Member of the Fatah Central Committee
- In office ?–?

Deputy to the Palestinian President
- In office ?–?

Personal details
- Born: 1937 (age 88–89) Jerusalem, Palestine
- Party: Fatah
- Occupation: Politician, Trade Union Activist

= Abu Maher Ghneim =

Palestinian politician

Muhammad "Abu Maher" Ghneim (محمد "أبو ماهر" راتب غنيم; born 1937) is a Palestinian politician and a senior Fatah official, being a member of the organization's central committee.

==Biography==
Ghneim was born in Jerusalem in 1937 and was involved in trade union activism in his youth. Along with thousands of other Palestinians, he was expelled from the city during the 1948 Arab-Israeli War. Ghneim became involved in Palestinian politics, becoming a founding member of Fatah in 1957. He also participated in the founding of the Palestine Liberation Organization (PLO) in 1964. For much of this period, he fought against Israel alongside Yasser Arafat in Lebanon. Receiving military training from the People's Republic of China, Ghneim became a commander of Fatah's official armed wing al-Assifa ("the Storm"). Following the PLO's departure from Lebanon in the early 1980s, Ghneim moved to Tunisia with much of the Palestinian leadership.

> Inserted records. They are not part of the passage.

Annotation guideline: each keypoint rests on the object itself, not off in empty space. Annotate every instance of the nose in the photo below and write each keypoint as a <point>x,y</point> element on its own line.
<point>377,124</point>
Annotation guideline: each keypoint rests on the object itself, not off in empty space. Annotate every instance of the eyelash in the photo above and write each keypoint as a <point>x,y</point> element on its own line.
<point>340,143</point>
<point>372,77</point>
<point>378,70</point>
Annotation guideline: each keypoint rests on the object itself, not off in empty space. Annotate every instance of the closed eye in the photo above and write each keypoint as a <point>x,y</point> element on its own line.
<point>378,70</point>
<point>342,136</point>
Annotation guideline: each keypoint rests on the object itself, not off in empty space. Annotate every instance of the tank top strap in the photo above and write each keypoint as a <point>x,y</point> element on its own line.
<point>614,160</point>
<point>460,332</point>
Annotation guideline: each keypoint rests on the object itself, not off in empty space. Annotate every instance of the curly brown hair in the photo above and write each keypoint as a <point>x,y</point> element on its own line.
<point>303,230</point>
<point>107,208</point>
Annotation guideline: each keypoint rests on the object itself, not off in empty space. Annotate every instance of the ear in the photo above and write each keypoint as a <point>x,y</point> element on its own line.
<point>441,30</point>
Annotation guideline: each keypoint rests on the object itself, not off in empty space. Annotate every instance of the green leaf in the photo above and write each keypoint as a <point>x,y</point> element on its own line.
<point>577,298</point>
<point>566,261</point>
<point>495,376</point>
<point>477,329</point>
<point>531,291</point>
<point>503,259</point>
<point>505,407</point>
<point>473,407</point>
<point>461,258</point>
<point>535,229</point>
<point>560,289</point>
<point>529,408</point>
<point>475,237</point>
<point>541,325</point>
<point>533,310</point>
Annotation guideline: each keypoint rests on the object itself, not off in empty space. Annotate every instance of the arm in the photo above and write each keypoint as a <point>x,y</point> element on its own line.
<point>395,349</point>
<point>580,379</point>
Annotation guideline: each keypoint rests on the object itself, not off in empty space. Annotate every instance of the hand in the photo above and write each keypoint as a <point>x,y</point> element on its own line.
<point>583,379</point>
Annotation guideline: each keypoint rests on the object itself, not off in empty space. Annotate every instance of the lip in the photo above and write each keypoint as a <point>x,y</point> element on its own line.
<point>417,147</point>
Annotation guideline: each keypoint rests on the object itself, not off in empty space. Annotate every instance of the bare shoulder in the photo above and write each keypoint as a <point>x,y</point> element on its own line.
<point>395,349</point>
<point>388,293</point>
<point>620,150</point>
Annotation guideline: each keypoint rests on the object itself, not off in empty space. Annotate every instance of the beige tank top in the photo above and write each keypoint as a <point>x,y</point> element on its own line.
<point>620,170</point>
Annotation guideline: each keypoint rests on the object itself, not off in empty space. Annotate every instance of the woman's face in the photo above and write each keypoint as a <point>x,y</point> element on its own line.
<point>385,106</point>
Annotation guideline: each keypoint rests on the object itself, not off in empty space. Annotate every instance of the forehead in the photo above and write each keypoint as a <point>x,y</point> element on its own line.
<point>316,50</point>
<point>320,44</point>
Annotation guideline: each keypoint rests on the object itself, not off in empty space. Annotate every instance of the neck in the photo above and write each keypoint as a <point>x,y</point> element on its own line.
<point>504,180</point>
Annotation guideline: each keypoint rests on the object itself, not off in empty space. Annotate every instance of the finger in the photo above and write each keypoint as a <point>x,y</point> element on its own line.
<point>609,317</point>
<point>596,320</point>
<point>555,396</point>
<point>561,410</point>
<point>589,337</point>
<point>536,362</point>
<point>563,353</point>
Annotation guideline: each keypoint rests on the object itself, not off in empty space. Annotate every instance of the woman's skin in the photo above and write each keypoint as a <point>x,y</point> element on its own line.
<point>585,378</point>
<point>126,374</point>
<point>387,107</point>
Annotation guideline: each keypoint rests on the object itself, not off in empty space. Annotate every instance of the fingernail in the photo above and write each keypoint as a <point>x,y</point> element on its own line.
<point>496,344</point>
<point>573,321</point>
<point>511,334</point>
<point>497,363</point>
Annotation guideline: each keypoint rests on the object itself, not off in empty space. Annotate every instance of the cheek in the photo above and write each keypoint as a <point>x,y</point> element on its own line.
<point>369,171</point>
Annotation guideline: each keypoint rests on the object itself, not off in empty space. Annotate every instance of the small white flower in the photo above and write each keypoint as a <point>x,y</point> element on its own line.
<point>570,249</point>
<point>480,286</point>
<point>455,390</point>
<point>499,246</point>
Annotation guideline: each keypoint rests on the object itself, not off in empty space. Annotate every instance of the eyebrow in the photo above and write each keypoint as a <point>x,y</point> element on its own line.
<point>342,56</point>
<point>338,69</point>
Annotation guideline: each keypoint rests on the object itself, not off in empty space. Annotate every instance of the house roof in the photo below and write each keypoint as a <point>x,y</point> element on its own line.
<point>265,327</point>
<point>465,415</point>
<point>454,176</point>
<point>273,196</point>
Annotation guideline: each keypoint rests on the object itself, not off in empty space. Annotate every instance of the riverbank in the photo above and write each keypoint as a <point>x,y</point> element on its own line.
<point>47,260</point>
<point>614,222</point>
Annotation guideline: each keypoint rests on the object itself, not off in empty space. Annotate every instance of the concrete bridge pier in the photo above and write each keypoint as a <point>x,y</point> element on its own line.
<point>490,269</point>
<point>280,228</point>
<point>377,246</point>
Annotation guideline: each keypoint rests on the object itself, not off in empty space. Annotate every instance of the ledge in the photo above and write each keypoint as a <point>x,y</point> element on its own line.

Ghneim opposed the 1993 Oslo Peace Accords signed by Arafat, and refused to return to the Palestine until all of its territory was "liberated," i.e. including modern-day Israel. He had remained in exile in Tunisia, but returned to the West Bank on July 29, 2009, to attend the Fatah General Conference in Bethlehem in August 2009 and was elected as a member of its Central Committee. Palestinian president Mahmoud Abbas reportedly convinced Israeli authorities to allow Ghneim to enter the Palestinian territories and permanently live there. He was greeted by Abbas and hundreds of Fatah activists in Ramallah. His return signified a change in Fatah politics, with Ghneim bolstering Abbas's position against rival Fatah leader Farouk Qaddoumi who remains in exile. After his return, he acquired a role as one of Abbas' deputies.